As for the Empire State Building, that’s been an iconic landmark of New York City since just about when it was built. It was the tallest skyscraper in the entire world for four decades (a fact which served as a point of pride and prestige for New York City through that time), and even after it was surpassed in height it remained an iconic and beloved building due to its storied history and art deco styling.
Even today it’s one of the most well-regarded buildings in the world and an incredibly popular tourist attraction. It helps that in its location in midtown Manhattan it has not since been crowded out by taller or equally tall buildings and over the years it has maintained a consistently stunning view of the rest of New York City from its observation deck (ironically, one that has gotten better as tall buildings were built in lower Manhattan).
And, of course, the building has featured heavily in many depictions of New York City, from the films King Kong in 1933 (when the building was brand new) to Sleepless in Seattle 60 years later (when the building wasn’t even the tallest in New York City anymore).
Anyway, we’re not here to defend the Empire State building’s status as an architectural icon, per se, we mention these things mainly as a means of contrast. The twin WTC towers were erected in the early 1970s and they had all the architectural panache and grandeur typical of that era: namely very little. They were not quite giant brutalist chunks of featureless concrete, but they were not far different.
Both before and after they were built they were criticized for their appearance, and for their sheer size as well. Termed “gigantism” or “giantism” the new style of super-tall buildings being constructed in the early 1970s (including the Sears Tower, now Willis Tower, which had been finished just shortly after the WTC) met with its fair share of criticism. The Twin Towers in particular were regarded as too boxy, too drab, and just too big.
Here’s a quote from Pulitzer Prize-winning architecture critic Ada Louis Huxtable (1966):
Who’s afraid of the big, bad buildings? Everyone, because there are so many things about gigantism that we just don’t know. The gamble of triumph or tragedy at this scale – and ultimately it is a gamble – demands an extraordinary payoff. The trade center towers could be the start of a new skyscraper age or the biggest tombstones in the world.
Feelings towards the appearance of the towers softened into a kind of grudging acceptance after they were built, and once they became part of the city’s structure and its iconic skyline they were at least seen as belonging.

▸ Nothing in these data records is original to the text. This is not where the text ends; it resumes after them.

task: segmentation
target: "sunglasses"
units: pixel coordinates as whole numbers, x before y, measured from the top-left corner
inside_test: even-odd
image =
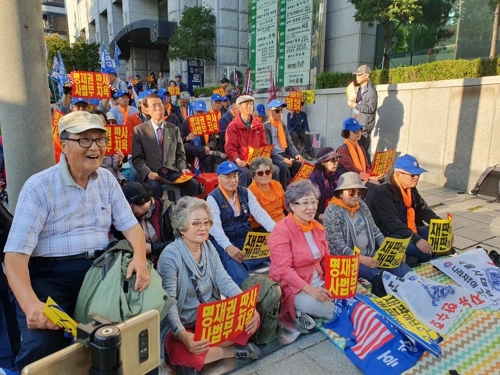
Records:
[[[106,124],[116,125],[116,120],[108,120],[108,121],[106,121]]]
[[[282,109],[273,109],[273,112],[275,112],[275,113],[283,113],[283,110]]]
[[[401,174],[405,174],[407,176],[410,176],[411,178],[415,178],[415,177],[420,177],[419,174],[413,174],[413,173],[405,173],[405,172],[399,172]]]
[[[259,177],[262,177],[262,176],[264,176],[264,175],[269,176],[271,173],[272,173],[272,172],[271,172],[271,170],[270,170],[270,169],[268,169],[267,171],[257,171],[257,172],[255,172],[255,174],[256,174],[257,176],[259,176]]]
[[[358,197],[362,197],[366,193],[366,189],[346,189],[346,191],[350,197],[354,197],[354,194],[356,194]]]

Following in the footsteps of the 1933 version the 1976 King Kong film had the titular character climb the then newly built WTC towers instead of the Empire State building, with the climactic final scene occurring on the roofs of the towers.

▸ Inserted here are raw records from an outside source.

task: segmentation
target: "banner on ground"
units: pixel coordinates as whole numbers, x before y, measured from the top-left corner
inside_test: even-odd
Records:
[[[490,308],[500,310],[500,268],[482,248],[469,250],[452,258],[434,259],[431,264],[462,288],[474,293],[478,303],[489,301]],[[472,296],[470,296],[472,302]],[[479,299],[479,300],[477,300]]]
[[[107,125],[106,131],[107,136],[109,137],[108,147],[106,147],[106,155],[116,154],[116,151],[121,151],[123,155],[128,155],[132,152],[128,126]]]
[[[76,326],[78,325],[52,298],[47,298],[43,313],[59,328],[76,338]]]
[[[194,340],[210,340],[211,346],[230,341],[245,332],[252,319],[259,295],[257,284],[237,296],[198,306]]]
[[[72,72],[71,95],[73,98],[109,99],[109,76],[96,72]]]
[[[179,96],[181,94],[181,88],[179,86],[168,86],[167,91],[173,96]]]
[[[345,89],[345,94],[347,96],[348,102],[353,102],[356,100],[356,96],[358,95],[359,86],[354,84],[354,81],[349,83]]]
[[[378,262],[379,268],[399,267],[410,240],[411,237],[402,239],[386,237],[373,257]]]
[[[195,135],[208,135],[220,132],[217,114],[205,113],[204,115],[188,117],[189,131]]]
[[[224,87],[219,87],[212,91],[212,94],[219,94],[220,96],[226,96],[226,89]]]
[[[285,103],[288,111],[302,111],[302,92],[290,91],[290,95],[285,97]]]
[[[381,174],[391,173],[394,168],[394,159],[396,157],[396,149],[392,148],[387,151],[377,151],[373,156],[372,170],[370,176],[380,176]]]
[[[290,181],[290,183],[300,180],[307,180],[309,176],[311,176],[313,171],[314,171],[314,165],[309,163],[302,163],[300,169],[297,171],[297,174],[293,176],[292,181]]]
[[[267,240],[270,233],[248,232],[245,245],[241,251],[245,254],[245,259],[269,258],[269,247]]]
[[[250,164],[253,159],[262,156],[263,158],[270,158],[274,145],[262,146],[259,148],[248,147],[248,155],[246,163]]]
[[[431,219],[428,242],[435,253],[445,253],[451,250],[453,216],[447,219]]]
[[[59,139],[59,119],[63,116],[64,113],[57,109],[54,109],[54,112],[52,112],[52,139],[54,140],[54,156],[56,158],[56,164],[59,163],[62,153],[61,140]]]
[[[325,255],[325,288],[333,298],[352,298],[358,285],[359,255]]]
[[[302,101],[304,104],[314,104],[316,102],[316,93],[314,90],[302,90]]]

In 1974 high-wire artist Philippe Petit walked a wire between the towers in a daring and illegal stunt (though all charges were dropped afterward) which gained incredible news media coverage worldwide, elevating both his popularity and that of the towers. In 1983 Dan Goodwin added the North Tower to the list of skyscrapers he climbed when he scaled it using suction cups and a safety device placed in the window washing track.
Also in 1983, the WTC towers featured in the blockbuster film Trading Places, with the climactic scene taking place on the trading floor of the New York Mercantile Exchange. Even though this scene technically occurs within the 4 World Trade building the introducing scene includes a dramatic shot of the Twin Towers and a walk through the plaza with the lower floors of the towers in the background.
And in the summer of 2001, a live-action “teaser” commercial for Sony’s flagship Spider-Man game coming out in 2002 was played in theaters which featured a helicopter getting caught in a giant spider-web spun between the towers (which, after 9/11 was quickly pulled from circulation). (There are, of course, countless other examples of the Twin Towers in popular media, these are just a sampling.)
The towers’ sheer size and presence made them iconic fixtures of lower Manhattan and well known through the lens of popular culture throughout the world. In some ways, the Twin Towers often served as a kind of synecdoche for New York City or Manhattan, just as the Eiffel Tower does for Paris or the Space Needle does for Seattle.
Their appearance in the skyline unmistakably and unambiguously tags the location as Manhattan, as does any establishing shot featuring the towers themselves. They were never as well-loved or even as well-liked as the art deco masterpiece of the Empire State Building (or as either the Eiffel Tower or the Space Needle, though interestingly both those were decried as potential eyesores prior to and immediately after their construction), but they were seen as inextricably part of New York City and thus attained some degree of love and appreciation as spillover from the love and appreciation people felt for the city as a whole.